Healthy sleep is necessary for the recovery of the organism. Neurologists in Bern have now provided evidence that the effect of sleep can improve recovery after a stroke.
Sleep is made up of two forms of state
The team around Claudio Bassetti and Antoine Adamantidis of the University Clinic of Neurology at the University of Bern and Innspital Hospital showed in a mouse model that slow wave induction induced improved motor recovery after a stroke, according to the University Hospital. For their study, they used rodent optogenetics. With this technology, nerve activity and brain waves can be controlled with light.
Sleep is made up of two forms of state: On the one hand, REM sleep (rapid eye movement), in which dreams mainly take place. On the other hand, from non-REM sleep, which also includes slow-wave sleep. During this phase of deep sleep, the brain secretes growth hormones that help the body regenerate.

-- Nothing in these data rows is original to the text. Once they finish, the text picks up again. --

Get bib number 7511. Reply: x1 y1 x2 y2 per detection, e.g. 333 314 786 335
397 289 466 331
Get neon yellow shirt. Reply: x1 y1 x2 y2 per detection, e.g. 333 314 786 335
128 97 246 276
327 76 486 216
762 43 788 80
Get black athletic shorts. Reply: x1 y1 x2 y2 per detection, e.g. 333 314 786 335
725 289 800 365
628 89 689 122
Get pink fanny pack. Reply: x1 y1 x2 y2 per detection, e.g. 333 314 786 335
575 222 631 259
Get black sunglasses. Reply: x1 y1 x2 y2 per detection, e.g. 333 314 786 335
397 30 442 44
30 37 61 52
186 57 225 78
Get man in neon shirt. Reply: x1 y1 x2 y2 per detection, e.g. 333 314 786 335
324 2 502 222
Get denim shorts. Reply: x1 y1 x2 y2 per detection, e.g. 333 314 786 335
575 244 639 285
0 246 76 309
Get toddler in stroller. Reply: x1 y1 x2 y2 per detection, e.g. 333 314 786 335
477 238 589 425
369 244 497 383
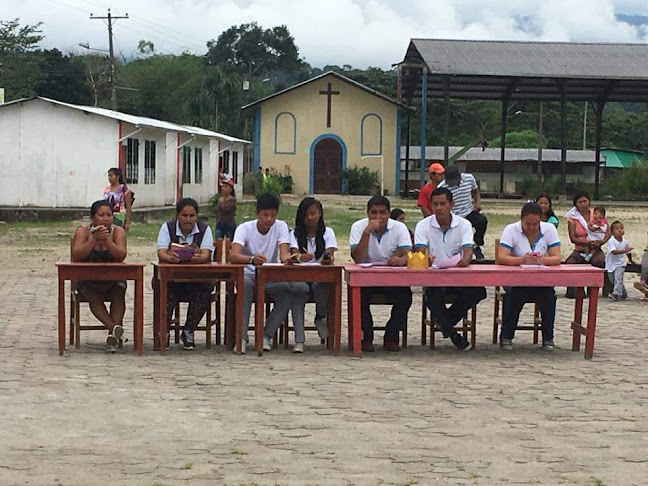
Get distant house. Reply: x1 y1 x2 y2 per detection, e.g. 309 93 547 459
401 146 605 194
243 72 403 194
601 147 646 169
0 97 250 207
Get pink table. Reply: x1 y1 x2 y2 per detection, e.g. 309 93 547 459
344 265 604 359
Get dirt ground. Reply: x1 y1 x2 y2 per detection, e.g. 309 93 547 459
0 200 648 486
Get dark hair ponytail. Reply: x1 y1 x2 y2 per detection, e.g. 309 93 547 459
295 197 326 259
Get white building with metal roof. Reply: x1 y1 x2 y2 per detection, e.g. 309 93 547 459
0 97 250 208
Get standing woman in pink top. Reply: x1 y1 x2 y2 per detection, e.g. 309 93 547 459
104 167 133 231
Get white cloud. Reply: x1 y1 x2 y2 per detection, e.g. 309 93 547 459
7 0 648 68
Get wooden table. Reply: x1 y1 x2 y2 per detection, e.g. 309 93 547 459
153 262 245 354
56 262 144 356
344 265 604 359
254 264 344 356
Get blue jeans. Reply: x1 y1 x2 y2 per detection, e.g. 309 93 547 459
214 223 236 240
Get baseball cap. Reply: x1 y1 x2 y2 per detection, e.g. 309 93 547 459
445 165 461 186
428 162 445 174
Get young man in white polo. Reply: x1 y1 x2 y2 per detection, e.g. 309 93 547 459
414 187 486 351
437 165 488 261
349 196 412 352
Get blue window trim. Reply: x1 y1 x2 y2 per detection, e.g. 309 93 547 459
274 111 297 155
308 133 347 194
393 108 403 196
360 113 382 156
252 107 261 173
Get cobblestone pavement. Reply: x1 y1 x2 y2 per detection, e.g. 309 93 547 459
0 262 648 486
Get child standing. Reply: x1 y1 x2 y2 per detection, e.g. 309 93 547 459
605 221 632 300
581 206 607 262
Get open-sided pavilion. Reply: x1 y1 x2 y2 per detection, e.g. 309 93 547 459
397 39 648 198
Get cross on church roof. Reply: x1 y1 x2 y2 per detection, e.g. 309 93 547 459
320 83 340 128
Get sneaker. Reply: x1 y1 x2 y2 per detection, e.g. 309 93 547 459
542 339 556 351
112 324 124 340
106 334 119 346
232 341 247 354
450 333 471 351
634 282 648 296
315 317 328 339
383 339 401 352
362 339 376 353
180 330 194 350
500 339 513 351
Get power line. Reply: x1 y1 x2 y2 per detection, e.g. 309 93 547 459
90 9 128 111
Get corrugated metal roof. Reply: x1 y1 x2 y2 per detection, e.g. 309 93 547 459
241 71 409 110
401 39 648 103
0 96 252 144
408 39 648 79
401 146 604 163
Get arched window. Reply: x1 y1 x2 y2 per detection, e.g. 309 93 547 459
360 113 382 155
274 111 297 154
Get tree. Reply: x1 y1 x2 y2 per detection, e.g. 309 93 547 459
34 49 92 105
205 22 303 82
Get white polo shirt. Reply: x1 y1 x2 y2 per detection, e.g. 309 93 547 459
155 221 214 251
290 227 337 263
349 218 412 263
437 174 479 218
499 221 560 256
232 219 290 276
605 236 630 272
414 214 473 260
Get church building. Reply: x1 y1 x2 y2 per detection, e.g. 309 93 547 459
243 72 403 194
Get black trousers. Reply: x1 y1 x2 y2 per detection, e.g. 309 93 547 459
425 287 486 338
466 211 488 246
500 287 556 341
360 287 412 341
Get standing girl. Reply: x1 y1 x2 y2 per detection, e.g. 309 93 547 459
104 167 133 231
290 197 337 352
214 175 236 240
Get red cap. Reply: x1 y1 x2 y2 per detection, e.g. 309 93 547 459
428 162 445 174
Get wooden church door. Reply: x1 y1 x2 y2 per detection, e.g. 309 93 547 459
313 138 342 194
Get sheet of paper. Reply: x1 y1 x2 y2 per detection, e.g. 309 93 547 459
434 253 461 268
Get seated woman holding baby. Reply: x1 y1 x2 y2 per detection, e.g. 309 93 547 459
71 200 126 352
157 197 214 349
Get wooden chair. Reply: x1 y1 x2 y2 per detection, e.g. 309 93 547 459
493 238 542 344
70 237 119 349
347 285 407 349
421 289 477 349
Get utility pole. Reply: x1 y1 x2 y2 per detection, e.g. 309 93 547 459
90 9 128 111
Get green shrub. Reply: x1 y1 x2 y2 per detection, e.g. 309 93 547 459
342 167 380 195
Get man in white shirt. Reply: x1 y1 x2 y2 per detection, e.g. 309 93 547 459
437 165 488 261
495 203 560 351
230 194 304 352
414 187 486 351
349 196 412 352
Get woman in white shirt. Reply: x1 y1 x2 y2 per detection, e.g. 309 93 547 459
495 203 560 350
290 197 337 341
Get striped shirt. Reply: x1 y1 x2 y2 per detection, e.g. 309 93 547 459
437 174 478 218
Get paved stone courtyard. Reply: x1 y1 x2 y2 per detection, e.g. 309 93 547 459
0 252 648 486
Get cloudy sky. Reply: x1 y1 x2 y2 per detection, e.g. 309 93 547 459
7 0 648 69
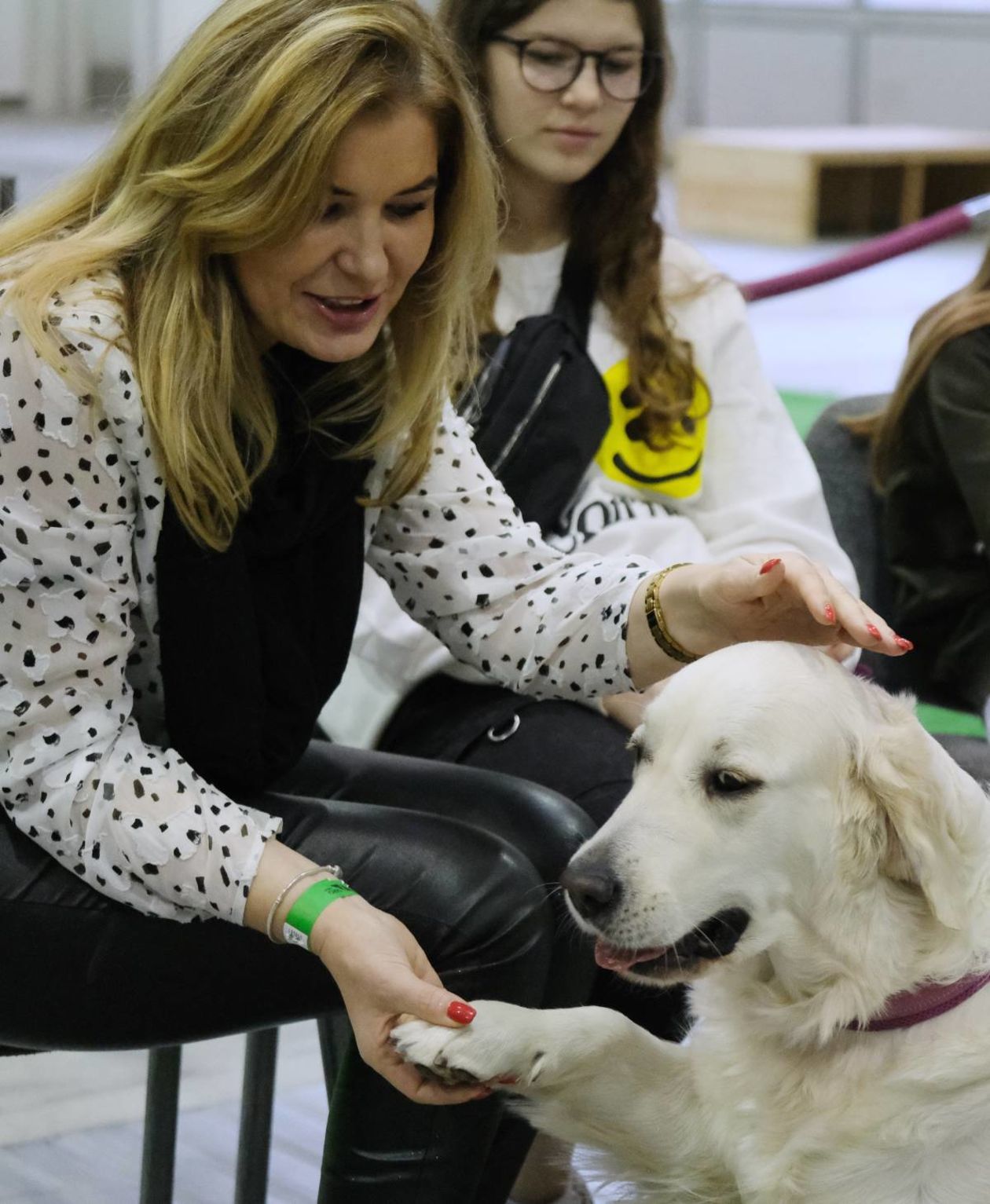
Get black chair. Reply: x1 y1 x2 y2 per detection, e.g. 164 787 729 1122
0 1009 350 1204
805 393 990 782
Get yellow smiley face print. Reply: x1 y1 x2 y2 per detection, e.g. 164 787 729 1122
595 360 712 497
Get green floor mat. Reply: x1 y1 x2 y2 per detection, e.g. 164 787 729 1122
780 389 836 440
915 702 986 739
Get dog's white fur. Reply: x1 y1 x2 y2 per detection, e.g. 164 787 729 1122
394 643 990 1204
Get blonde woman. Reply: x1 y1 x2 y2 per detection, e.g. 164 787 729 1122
0 0 899 1204
850 244 990 726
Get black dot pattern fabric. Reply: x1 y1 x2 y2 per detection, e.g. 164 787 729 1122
0 276 655 922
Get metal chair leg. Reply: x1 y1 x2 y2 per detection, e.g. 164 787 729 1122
233 1028 278 1204
317 1010 350 1104
140 1045 182 1204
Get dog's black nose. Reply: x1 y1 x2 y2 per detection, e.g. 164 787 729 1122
560 865 622 920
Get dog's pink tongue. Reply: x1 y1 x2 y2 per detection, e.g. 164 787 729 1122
595 938 667 971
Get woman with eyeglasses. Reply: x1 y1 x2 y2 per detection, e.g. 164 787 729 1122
357 0 855 1204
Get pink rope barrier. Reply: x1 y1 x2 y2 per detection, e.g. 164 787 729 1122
742 192 990 301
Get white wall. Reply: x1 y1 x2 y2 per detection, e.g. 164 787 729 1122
0 0 28 100
669 0 990 134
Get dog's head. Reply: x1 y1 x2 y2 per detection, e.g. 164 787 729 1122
563 643 990 1014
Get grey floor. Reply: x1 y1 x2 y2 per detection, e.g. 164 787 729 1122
0 117 983 1204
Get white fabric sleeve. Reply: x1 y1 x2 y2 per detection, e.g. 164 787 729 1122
368 406 655 698
0 301 280 922
685 274 859 592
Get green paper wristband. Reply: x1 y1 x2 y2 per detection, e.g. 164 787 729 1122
282 878 358 949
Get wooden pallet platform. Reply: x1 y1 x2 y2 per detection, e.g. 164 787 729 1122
674 125 990 243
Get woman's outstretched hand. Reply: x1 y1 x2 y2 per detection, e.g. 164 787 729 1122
310 896 489 1104
629 553 911 686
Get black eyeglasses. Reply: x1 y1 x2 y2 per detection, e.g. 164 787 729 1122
488 34 664 100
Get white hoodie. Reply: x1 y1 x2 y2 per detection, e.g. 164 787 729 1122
339 239 856 741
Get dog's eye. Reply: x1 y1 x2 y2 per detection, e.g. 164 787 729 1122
708 770 760 795
626 739 649 764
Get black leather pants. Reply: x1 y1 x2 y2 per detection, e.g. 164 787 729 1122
378 673 689 1041
0 741 594 1204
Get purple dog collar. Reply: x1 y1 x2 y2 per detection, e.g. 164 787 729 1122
847 973 990 1033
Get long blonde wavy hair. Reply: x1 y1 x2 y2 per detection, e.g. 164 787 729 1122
0 0 497 549
437 0 696 447
845 242 990 490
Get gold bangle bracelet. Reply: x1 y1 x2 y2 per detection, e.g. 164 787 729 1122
644 560 698 664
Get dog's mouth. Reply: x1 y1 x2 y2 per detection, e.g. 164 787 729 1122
595 906 749 978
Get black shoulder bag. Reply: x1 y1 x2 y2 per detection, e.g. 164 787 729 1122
457 257 608 531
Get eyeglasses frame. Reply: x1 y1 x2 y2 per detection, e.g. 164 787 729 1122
486 34 664 104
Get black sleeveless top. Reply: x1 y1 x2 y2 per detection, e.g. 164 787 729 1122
156 346 370 795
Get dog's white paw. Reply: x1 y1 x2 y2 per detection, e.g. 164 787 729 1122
391 999 547 1091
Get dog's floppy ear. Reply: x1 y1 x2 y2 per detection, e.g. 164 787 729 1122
847 687 990 928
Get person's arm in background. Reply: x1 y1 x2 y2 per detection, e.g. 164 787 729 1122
925 326 990 734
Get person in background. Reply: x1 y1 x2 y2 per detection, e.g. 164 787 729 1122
0 0 899 1204
354 7 856 1202
848 243 990 728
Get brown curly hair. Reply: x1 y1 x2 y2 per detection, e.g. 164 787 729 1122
845 248 990 490
437 0 696 447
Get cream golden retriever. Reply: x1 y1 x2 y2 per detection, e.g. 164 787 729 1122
394 643 990 1204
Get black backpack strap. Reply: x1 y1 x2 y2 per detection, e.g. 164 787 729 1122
551 248 597 348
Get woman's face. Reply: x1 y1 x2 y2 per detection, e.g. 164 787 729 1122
483 0 644 185
233 104 438 364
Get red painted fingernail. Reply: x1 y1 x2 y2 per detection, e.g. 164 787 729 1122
447 999 478 1025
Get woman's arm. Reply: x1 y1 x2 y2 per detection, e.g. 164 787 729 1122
368 411 904 698
244 840 489 1104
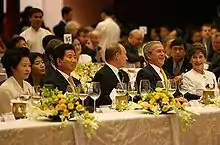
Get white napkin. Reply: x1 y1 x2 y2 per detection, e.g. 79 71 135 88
109 88 117 101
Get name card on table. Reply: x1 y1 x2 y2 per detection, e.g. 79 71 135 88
63 34 72 44
139 26 147 35
0 113 15 122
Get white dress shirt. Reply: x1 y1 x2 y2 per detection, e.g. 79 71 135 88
0 76 33 114
150 64 164 82
78 54 92 63
106 63 121 83
57 69 70 84
183 69 218 96
96 18 121 60
20 27 52 54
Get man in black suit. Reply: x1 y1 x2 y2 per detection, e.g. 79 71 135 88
123 29 144 64
209 32 220 78
44 44 80 93
53 6 73 40
163 38 192 78
136 41 168 90
94 43 129 106
76 28 97 62
45 39 63 78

Sleep disorders increase the risk of stroke
The team around neurologist Bassetti has already shown the link between sleep disorders and strokes in previous studies. According to this, sleep disorders, such as insomnia, excessive sleep and breaks in breathing, will increase the risk of stroke. Recovery after a stroke is also impaired. After a stroke, the brain also needs enough sleep to re-establish contact with nerve cells.
New findings, published in the Journal of Neuroscience, suggest that recovery from a stroke may be promoted by brain stimulation or drugs that contribute to better sleep.
Stroke is the second leading cause of death and disability worldwide. The lifetime risk of stroke is 25 percent in people over the age of 25.